L’échec de la stratégie du programme de désarmement : une anticipation de la fin du régime Touadéra

A Chadian slodier atop a pick up armed with RPG (rocket propelled grenades) and a machine gun secures the entrance to the palace of Chadian President Idriss Deby February 8, 2008 in N’Djamena. Chad’s government slapped a night curfew on Ndjamena and southern provinces as rebels who almost ousted President Idriss Deby Itno regrouped and rearmed after battling for the capital. AFP PHOTO / PASCAL GUYOT (Photo credit should read PASCAL GUYOT/AFP/Getty Images)

Kangbi-ndara.info/ Parmi les priorités des priorités du président Touadéra figurent en bonne place la question du rétablissement de la sécurité sur l’ensemble du territoire national et ceci passe par la mise en œuvre effective du programme de Désarmement, Démobilisation, Réinsertion et Rapatriement (DDRR) qui tient à cœur le nouveau locataire du palais de la renaissance qui s’était empressé de recevoir en tout premier lieu les leaders des groupes armés pour tenter d’ouvrir la voie à une éventuelle pacification du pays mais après quinze mois soit un an et trois mois rien n’a bougé en ce qui concerne le retour de la sécurité car les groupes armés restent et demeurent les maîtres de la majeure partie du pays.

Tout laisse croire que le président Touadéra ne se rend pas compte qu’il s’est largement trompé dans sa stratégie de mise œuvre du programme DDRR car, il ne suffit pas seulement de crier sur les toits que l’ensemble des quatorze (14) groupes armés que compte le pays ont déjà adhéré au DDRR à travers la désignation de leurs représentants au Comité consultatif et de suivi dudit programme mais il faudrait que le centrafricain lambda se rende compte de l’effectivité d’un cessez le feu qui doit être observé sur le terrain par ces groupes armés. Or la triste réalité que l’on observe aujourd’hui, est telle que ces mêmes groupes armés qui se disent en faveur du DDRR et dont les leaders sont reçus plusieurs fois à Bangui par le chef de l’Etat dans le seul but de recevoir les enveloppes, continuent de semer la mort et la désolation au sein des paisibles populations de l’intérieur du pays. Pis encore certaines villes et villages qui n’avaient pas été touchés pendant les temps de la crise connaissent un regain de violences à cause de l’incursion, de l’occupation ou encore des combats entre les groupes armés.

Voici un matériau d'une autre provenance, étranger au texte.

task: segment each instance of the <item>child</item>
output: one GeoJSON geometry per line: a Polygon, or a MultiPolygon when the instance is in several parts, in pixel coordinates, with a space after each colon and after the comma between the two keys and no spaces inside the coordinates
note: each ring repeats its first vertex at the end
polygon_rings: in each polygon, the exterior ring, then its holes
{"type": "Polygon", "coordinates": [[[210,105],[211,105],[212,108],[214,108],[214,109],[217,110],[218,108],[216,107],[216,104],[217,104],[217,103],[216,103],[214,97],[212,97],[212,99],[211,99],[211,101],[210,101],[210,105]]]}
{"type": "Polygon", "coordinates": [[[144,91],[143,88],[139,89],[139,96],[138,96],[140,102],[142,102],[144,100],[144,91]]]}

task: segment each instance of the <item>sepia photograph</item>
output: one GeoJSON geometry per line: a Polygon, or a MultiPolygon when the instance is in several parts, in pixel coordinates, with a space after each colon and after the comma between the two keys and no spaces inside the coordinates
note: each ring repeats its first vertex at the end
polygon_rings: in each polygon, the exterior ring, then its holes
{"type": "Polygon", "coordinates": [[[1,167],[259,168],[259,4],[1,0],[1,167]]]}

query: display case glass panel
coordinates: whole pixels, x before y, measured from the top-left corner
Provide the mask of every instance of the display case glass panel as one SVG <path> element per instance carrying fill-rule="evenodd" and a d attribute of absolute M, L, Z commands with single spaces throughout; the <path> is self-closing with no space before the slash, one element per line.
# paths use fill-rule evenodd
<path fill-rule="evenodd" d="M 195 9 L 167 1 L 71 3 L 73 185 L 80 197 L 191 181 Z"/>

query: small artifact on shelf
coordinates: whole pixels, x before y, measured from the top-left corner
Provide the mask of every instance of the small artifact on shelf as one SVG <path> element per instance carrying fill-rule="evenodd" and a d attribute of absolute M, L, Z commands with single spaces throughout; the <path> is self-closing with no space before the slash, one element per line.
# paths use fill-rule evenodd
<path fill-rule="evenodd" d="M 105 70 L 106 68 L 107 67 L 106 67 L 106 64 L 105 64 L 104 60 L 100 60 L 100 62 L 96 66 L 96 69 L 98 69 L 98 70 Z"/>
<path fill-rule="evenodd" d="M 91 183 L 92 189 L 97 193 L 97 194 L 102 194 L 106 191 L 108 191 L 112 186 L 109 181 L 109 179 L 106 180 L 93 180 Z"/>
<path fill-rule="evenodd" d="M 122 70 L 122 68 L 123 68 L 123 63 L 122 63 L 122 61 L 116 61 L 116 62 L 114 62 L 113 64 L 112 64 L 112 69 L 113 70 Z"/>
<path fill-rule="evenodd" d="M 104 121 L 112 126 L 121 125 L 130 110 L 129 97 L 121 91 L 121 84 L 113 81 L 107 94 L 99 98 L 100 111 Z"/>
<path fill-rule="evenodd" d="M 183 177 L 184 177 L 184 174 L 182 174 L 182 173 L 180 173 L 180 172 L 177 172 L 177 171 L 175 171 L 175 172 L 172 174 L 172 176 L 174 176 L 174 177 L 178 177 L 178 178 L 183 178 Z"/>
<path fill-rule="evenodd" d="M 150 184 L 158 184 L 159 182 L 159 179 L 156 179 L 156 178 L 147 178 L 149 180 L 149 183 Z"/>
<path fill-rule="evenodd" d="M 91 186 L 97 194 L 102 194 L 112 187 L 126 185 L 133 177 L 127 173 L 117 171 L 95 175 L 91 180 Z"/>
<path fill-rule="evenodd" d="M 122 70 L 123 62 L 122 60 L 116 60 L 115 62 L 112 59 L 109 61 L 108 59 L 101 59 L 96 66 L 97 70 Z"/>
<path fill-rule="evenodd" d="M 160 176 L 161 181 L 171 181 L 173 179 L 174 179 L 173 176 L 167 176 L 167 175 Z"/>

Si l’on se réfère à la principale résolution prise lors de la réunion du Comité consultatif et de suivi du DDRR qui s’était tenue au mois d’avril dernier et qui avait vu pour la première fois la participation de l’ensemble des quatorze groupes armés à la satisfaction des autorités de Bangui et des partenaires qui sont impliqués dans ce programme, il était décidé du désarmement symbolique de quarante (40) combattants par groupe avant la prochaine rencontre du Comité consultatif qui devrait se tenir en fin du mois de mai 2017. Voilà encore un autre d’épée dans l’eau car nous sommes au mois de juin et l’on constate que ni le fameux désarmement symbolique n’a lieu, ni le Comité consultatif et de suivi s’est réuni. Bien au contraire l’on a assisté pendant le précédent mois de mai à une flambée de violences avec un bilan très lourd car pour l’ensemble des localités qui ont connu les violences notamment Bangassou, Alindao, Bria et Niem-Niélowa les organisations indépendantes ont fait mention de mention de plus de quatre cents (400) morts, deux cents (215) blessés, cent cinquante (150.000) nouveaux déplacés et environ dix mille (10.000) habitations incendiées et tout ceci pour le seul mois de mai 2017. Voilà bien qu’ont se trouve en face d’un triste record de dégât mensuel incomparable depuis le début de la crise en 2012.

Et tout ceci démontre à suffisance l’échec de la stratégie de mise en œuvre du DDRR que le président Touadéra pense avoir la maîtrise avec son équipe du comité consultatif et de suivi. Et ici que l’on est en droit de s’interroger  comment peut-on obtenir le désarment d’une partie des éléments des groupes armés qui sont en conflit ouvert et qui s’affrontent régulièrement sur le terrain ?

En attendant que ce que cela ne soit trop tard pour le régime de Touadéra qui depuis plus d’an ne cesse démontrer ses limites faces l’épineuse question de sécurité qui reste et demeure la préoccupation quotidienne des populations centrafricaines, il est temps pour de changer le fusil d’épaule car les derniers douloureux évènements que nous avons fait mention ci-haut ont gravement terni l’image des nouveaux dirigeants tout en suscitant au sein de la population centrafricaine de grandes interrogations sur l’avenir de l’actuel pouvoir de Bangui.